A Dataset Config CSV may be used by neuston_util.py MAKE_CLASS_CONFIG to create a baseline Class Config CSV suitable for use in the --class-config argument. See here.

Dataset configuring occurs at runtime before any further class changes are made by --class-config, --class-min, or --class-max (but see Dataset Priority below for details).

Dataset Priority

Dataset Priority only comes into play when --class-max is used to cap class-instances to some maximum count. When --class-max is invoked, it is sometimes desirable to prioritize inclusion of samples from one dataset over another. This is noted in a dataset config csv in the dataset-column headers as an integer-and-colon prefix (eg 1: or 2:), where smaller values have higher priority.

Consider the following example where:

  • The header from D1D2_config.csv is modified to , 1:path/to/D1, 2:path/to/D2
  • amoeba from D1 has 6000 samples
  • Amoeba from D2 has 6000 samples
  • Diatom from D1 has 12000 samples
  • Diatom from D2 has 12000 samples
  • the class-instance maximum is set as --class-max 10000

The resultant dataset will have:

  • 10000 Amoeba instances (6000 from D1, 4000 from D2 selected at random)
  • 10000 Diatom instances (all from D1, selected at random, none from D2)

Datasets who's combined class instance counts don't exceed --class-max will of course not be truncated regardless of priority.

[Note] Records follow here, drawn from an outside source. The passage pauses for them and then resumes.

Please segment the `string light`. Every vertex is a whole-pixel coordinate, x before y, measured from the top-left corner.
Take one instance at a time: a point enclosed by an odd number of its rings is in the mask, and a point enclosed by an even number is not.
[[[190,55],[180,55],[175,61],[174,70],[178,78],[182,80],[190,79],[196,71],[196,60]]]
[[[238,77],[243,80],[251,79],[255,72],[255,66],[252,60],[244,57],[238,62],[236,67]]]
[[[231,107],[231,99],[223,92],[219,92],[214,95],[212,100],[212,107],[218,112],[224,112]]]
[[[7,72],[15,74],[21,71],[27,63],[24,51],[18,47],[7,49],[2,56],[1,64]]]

Multiple datasets can have the same level of priority. When no priorities are specified, all datasets have the same same equal priority. If only some datasets have priority values, datasets without priority values get designated a lower priority level. When datasets with the same level of priority are truncated to some maximum amount, the instances are selected from them at random. The random selection can be replicated if need be using --seed.